Adi Hütter (Trainer Borussia Mönchengladbach): "Es ist absolut ärgerlich. Wir wollten heute dort ansetzen, wo wir aufgehört haben und punkten. Über 90 Minuten gesehen hat Leverkusen sicherlich verdient gewonnen, aber meine Mannschaft hat alles gegeben. Die Standardsituationen geben eben manchmal eine entscheidende Richtung vor."
(Zu Matthias Ginter): "Mir ist klar, dass dieses Fass aufgemacht wird. Für uns gewinnt oder verliert nie ein Einzelner ein Spiel. Die Entscheidung ist heute für Marvin Friedrich gefallen. Er hat ein ordentliches Spiel gemacht, er ist einer für die Zukunft. Ich werde nie einen einzelnen Spieler vor der Kamera kritisieren. Nichtsdestotrotz hat Matze sich entschieden den Verein zu verlassen. Wir haben auch mit ihm in vier Spielen 17 Tore bekommen, da hat auch keiner etwas gesagt. Wir müssen auch mit oder ohne Matthias Ginter aus der Situation rauskommen."
Gerardo Seoane (Trainer Bayer 04 Leverkusen): "Insgesamt war es ein packendes Spiel. Ich bin sehr zufrieden mit dem Start in der ersten Halbzeit, sehr dynamisch, sehr griffig auch in den Zweikämpfen. Ich glaube, dass wir verdient zwei Tore heute erzielt haben. Natürlich wäre das ein oder andere mehr drin gewesen.
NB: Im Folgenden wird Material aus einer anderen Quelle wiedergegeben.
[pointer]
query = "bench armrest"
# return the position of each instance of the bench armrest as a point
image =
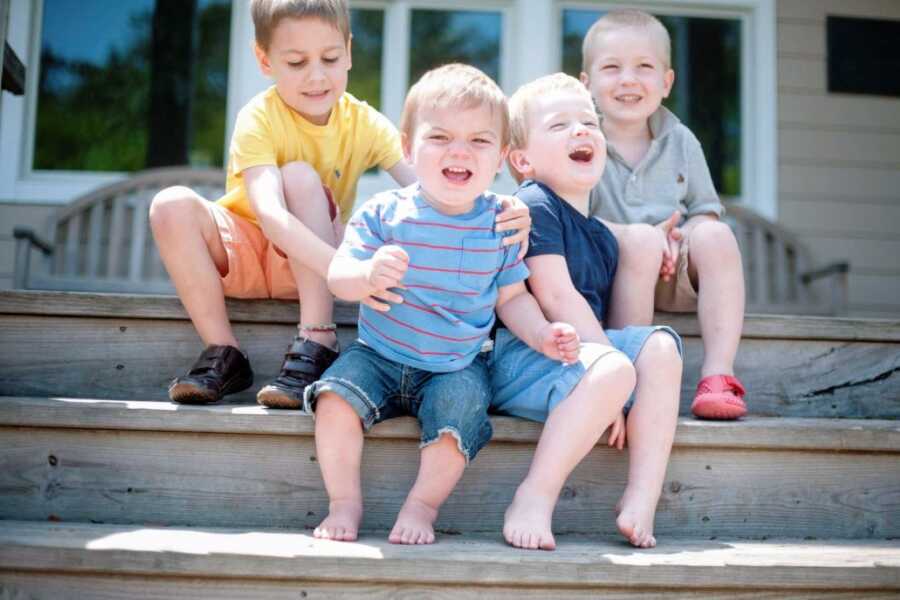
(26, 233)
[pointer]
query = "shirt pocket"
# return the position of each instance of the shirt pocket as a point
(478, 262)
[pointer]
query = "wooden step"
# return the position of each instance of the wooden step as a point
(155, 462)
(122, 346)
(57, 560)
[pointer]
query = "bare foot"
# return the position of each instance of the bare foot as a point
(415, 524)
(342, 522)
(635, 519)
(528, 519)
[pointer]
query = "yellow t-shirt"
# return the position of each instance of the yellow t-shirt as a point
(269, 132)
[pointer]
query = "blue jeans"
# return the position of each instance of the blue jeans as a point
(379, 389)
(529, 385)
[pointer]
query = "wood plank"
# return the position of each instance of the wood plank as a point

Ich bin glücklich für die Mannschaft, das wäre ein harter Schlag gewesen, wenn wir heute nicht gewonnen hätten."

Der Tweet zum Spiel:

An Yann Sommer hat es sicherlich nicht gelegen.
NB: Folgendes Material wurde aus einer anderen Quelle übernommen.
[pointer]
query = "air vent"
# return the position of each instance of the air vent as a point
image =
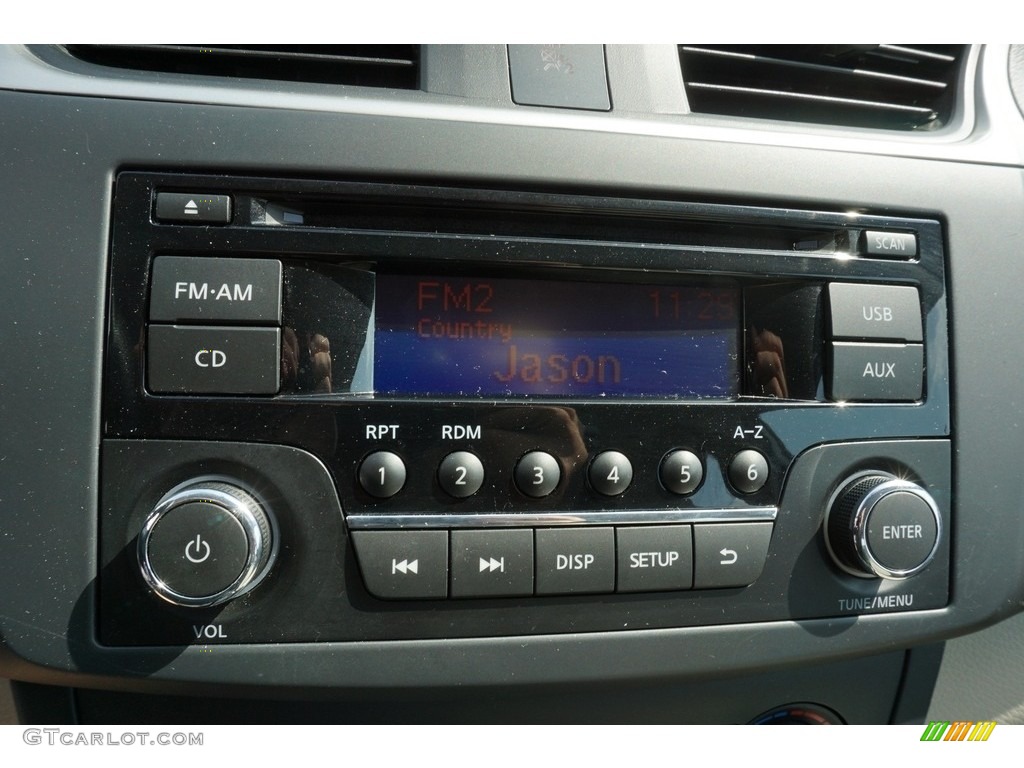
(370, 66)
(895, 87)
Das fiel auf: Matthias Ginter fliegt aus der Startelf

Wenn Matthias Ginter im Kader steht, dann spielt er auch von Beginn an. So lautete eine jahrelang gültige Regel in Mönchengladbach. Nun aber verkündete der Nationalspieler, seinen auslaufenden Vertrag nicht verlängern zu wollen und äußerte Wechselabsichten. Die Konsequenz: Unter der Woche wurde Marvin Friedrich von Union Berlin als Ersatz für die Innenverteidigung geholt - und ersetzte Ginter prompt in der Startformation. Ein deutlicher Fingerzeig in Richtung des Defensivspezialisten, für den laut Max Eberl bislang "keinerlei Angebot“ auf dem Tisch liegt. Auf den überraschenden Wechsel in der Aufstellung angesprochen, antwortete Adi Hütter bedeutungsschwer: "Es ist ein Zeichen für die Zukunft von Borussia Mönchengladbach. Und eines für Marvin Friedrich." Eine ganz klare Kante also gegen Ginter, der-– sollte es für ihn ganz schlecht laufen - seinen Stammplatz an Friedrich verlieren könnte. Für einen Spieler, der nochmal einen lukrativen Wechsel anstrebt, nicht unbedingt die besten Voraussetzungen.

Die Statistik: 18

Gegen Borussia Mönchengladbach stellte Patrik Schick einen Vereinsrekord auf - der Tscheche hat nun in 16 Spielen ganze 18 Mal getroffen.